ハイリフトされたブレイザーK5... ハイリフトされたブレイザーK5
350Wのスピーカー搭載で、河原の草原も夜の渋谷も走ることができるおバカマシン。
BMW傘下時代の上品なV型8気... BMW傘下時代の上品なV型8気筒NA エンジンを搭載した3rdレンジ。
走る応接間。
4インチリフトにボディーリフトを加え、大げさなブロックパターンを持つ巨大なタイヤを履かせたブレイザーK5は、強大なエンジン出力を使いながら地面を描きむしり強引に坂を上るタイプ。
なりふり構わずの暴力的な4x4は、後続車両に快適な路面を残さない。
そして巨大なその姿は、周囲を威圧する戦車のようだった。

それに対して、BMW傘下時代の第三世代のレンジローバーは、坂道の手前で加速なんか必要としない。
賢い電子制御に任せれば、カツンカツンとグリップしないはずの扁平タイヤがゆっくりと路面を掴み静かに上っている。
路面も荒らさず、応接間のような豪華な室内からコマンドポジションを取れば、前後のタイヤも目視することができる。
理にかなった、戦闘力のあるオフローダー。

この2台は全く違う性格を持ちながら、超ド級の走破性を兼ね備えていたし、僕は実際に惜しげもなくオフロードコースに持ち込んでいた。

思えば東京時代の僕は、週末の深夜になると、当時未舗装だった富士林道を、クラウンのセダンやシビックでスタックさせずに登ることを遊びにしていた。
富士山といえば、火山灰やら火山礫の塊だから、雨が降れば道路上に深い溝ができる。
元々大きなギャップのある路面の上、落石や崖崩れも頻発する。
そんな状況の漆黒の闇の中を、ノーマルのヘッドライトを頼りにライン取りだけで、もちろんボディーにも傷を残さぬように5合目まで登ってしまうのだ。
スタックさせる気など毛頭ないから、ロープも板も持っていない。
夜明け近くに5合目付近で、降りてきたランクルのコンボイたちがすれ違う時には目を丸くしていたのを思い出す。

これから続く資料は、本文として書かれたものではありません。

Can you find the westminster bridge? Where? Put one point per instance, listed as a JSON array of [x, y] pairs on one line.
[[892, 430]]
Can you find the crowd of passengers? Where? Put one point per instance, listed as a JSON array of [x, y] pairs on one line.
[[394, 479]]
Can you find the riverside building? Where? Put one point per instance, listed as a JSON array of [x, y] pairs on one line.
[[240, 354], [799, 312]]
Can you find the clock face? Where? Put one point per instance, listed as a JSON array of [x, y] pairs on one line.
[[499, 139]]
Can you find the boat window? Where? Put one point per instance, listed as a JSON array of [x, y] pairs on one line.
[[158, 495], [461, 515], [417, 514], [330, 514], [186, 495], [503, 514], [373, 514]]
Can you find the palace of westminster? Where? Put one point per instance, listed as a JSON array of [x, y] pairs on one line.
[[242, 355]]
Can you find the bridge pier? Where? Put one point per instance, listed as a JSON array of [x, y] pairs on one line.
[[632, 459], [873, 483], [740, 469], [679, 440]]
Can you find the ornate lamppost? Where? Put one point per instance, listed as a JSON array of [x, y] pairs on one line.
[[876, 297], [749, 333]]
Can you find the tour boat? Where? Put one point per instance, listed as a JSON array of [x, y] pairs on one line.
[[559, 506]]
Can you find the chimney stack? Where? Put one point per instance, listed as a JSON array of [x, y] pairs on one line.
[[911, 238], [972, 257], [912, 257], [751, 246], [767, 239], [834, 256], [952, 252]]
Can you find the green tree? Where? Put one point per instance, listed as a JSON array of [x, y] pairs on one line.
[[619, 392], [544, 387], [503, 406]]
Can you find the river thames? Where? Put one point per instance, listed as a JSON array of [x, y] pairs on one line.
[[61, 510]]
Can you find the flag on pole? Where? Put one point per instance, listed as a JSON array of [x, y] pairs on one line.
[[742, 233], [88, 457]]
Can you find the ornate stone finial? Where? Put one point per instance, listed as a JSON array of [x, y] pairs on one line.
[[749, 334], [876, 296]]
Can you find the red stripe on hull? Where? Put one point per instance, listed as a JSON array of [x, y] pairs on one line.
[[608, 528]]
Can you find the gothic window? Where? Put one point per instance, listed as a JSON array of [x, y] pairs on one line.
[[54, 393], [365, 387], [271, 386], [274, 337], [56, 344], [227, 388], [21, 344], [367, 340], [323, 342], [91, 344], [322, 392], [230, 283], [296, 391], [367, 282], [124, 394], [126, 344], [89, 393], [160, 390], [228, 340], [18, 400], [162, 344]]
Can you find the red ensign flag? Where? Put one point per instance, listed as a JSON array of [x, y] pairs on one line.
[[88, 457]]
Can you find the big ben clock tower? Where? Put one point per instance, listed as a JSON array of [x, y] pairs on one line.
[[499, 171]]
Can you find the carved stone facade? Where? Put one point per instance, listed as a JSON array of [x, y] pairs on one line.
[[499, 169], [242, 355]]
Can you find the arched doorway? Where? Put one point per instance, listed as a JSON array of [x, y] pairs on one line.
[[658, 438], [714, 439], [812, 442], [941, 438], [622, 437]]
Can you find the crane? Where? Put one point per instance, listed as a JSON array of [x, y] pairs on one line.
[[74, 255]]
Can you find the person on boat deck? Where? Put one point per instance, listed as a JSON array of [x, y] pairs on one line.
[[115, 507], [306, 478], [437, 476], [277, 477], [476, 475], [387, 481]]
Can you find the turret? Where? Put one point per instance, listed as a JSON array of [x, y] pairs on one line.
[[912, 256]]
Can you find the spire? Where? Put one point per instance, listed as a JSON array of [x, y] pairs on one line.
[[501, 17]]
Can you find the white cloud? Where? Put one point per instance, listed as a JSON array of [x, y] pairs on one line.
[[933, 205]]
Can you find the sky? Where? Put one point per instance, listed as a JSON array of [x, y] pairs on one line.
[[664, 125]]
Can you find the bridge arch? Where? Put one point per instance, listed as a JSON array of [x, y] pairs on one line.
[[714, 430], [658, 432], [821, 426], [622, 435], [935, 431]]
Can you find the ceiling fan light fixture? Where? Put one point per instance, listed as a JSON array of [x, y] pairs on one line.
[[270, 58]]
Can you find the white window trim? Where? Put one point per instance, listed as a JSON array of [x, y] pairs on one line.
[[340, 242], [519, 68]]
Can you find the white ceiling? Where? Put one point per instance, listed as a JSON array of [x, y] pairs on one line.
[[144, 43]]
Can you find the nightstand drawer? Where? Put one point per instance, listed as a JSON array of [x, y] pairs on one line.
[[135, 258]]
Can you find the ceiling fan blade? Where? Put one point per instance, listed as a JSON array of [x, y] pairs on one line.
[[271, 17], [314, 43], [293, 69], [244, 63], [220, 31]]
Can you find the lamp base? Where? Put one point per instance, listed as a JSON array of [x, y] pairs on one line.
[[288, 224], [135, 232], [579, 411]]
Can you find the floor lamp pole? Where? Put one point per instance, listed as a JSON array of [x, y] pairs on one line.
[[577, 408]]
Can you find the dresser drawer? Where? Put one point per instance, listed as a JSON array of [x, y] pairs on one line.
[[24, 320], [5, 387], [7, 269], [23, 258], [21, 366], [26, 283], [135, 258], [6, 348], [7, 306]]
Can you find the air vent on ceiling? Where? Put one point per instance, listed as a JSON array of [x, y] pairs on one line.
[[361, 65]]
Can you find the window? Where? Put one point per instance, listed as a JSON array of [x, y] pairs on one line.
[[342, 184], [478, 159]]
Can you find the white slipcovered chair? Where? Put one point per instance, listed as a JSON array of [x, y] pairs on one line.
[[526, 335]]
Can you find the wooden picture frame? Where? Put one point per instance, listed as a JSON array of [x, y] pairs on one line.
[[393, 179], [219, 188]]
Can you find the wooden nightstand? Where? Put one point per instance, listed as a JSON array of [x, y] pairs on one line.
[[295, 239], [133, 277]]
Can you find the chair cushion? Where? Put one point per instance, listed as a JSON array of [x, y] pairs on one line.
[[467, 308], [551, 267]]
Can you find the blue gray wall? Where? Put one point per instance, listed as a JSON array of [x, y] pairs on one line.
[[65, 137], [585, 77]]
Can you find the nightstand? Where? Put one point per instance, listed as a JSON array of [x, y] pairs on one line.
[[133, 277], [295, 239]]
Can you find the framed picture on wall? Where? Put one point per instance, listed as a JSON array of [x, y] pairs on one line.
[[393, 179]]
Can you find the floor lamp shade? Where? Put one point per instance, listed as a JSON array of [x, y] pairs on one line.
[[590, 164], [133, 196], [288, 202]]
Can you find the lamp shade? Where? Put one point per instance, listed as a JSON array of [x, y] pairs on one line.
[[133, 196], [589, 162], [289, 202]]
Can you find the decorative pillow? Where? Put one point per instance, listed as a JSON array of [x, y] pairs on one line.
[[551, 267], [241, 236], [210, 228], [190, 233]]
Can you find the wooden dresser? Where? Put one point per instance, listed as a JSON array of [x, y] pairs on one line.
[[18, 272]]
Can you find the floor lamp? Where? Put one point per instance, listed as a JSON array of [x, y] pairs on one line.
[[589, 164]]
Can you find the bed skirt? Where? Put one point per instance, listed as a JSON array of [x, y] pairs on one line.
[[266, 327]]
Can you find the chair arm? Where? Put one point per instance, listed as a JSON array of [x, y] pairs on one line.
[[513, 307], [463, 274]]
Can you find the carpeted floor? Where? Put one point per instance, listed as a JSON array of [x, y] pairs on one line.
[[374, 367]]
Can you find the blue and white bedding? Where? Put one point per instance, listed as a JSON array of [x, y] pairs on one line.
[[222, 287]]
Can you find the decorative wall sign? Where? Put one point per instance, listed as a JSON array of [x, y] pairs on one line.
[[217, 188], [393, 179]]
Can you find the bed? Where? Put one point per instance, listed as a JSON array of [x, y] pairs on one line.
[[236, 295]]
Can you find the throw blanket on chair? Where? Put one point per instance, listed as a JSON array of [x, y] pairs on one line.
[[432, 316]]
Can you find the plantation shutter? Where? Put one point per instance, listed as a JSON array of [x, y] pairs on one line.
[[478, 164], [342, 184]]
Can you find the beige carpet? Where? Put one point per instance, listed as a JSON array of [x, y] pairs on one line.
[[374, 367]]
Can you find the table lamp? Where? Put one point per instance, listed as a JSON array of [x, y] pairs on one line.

免許取りたてのガキの頃、北海道で親父のブルーバードを持ち出しては、かってに林道を走っていた。
場合によっては藪漕ぎもしたし、ローでは滑りセカンドでは登り切れない坂もあったが、何とか生き延びた。
何せ、バイアスのノーマルタイヤだから、テクニックでグリップを得る方法は何でも使う。
スタックさせてしまったら、歩くとしてもたっぷり1日は民家にたどり着けない場所もあるし、ヒグマに出会う方が簡単な場所だってある。
だからスタックはさせない。

北海道の半年間の雪道は、いつも表情を変える。
水と氷の境目、プラス0℃なのかマイナス0℃なのかの見極めは、運転にとってものすごく重要だし、黒い氷なのかアスファルトが出ているのかの判断も運転を大きく左右する。
まるでスキーゲレンデのようなギャップ、グジャグジャにかき混ぜられた雪、深く刻まれた轍。
生活の中に、路面の変化は何だってある。
要するに、目視確認する能力と洞察力、瞬間の判断力が運転に大きく影響する。

だから、アジアクロスカントリーラリー2019で、全てのLEGをドライバーとして走らせてもらった時、僕は初出場ではあるけれど懐かしさと「帰ってきた」という感覚が込み上げてきた。
泥も岩も水も、程度の違いこそあれ、駆るマシンは父親のセダンではなく専用にチューンナップされたレースカーなのだから、運転自体は楽ちんに決まっている。ただし、そのアドバンテージをスピードに転嫁するには、とてつもない体力と精神力が要る。
ともあれ、初出場の不安は、走り出した瞬間に全て快感に変わったのは間違いない。

今回与えられたT12クラスのISUZU D-MAX #117は、完璧なマシンだった。
サスペンションのチューニングは、適度に伸び、衝撃を吸収し、高速セクションも粘るが、不必要に硬くなく、ジャンプさせるようなシチュエーションでも不安なく収めてくれる。
そして、予想を超える入力を入れてしまった場合でも、サスペンション関係すべての部品がきちんと動作し破壊される事がない。
最終的には、抜群に強化されたサスペンション周辺の強度そのものが、走りの姿勢を崩させない。
ラフな走行をしてこのサスペンションを壊そうと思っても、先に壊れるのは乗員2名だろう。
見た目の派手さではなく、トラクションを重視して選択されたタイヤはいつもグリップを失わず、強力なブレーキを入れても、なかなか音を上げない。
エンジンは低中速域重視のセッティングで、これまた信頼性が高い。
細かいことを言うと専属のメカニックがいてくれたおかげで、各部の泥落としをやってくれていたので、ブレーキや冷却性能は最後まで新品状態だったし、ウィンドウの撥水処理やワイパーブレードの性能確保も完ぺきにやってくれていたので、常に視界が確保できていたのは、他の車両の映像を見る限りではどうやら大きなアドバンテージだったらしい。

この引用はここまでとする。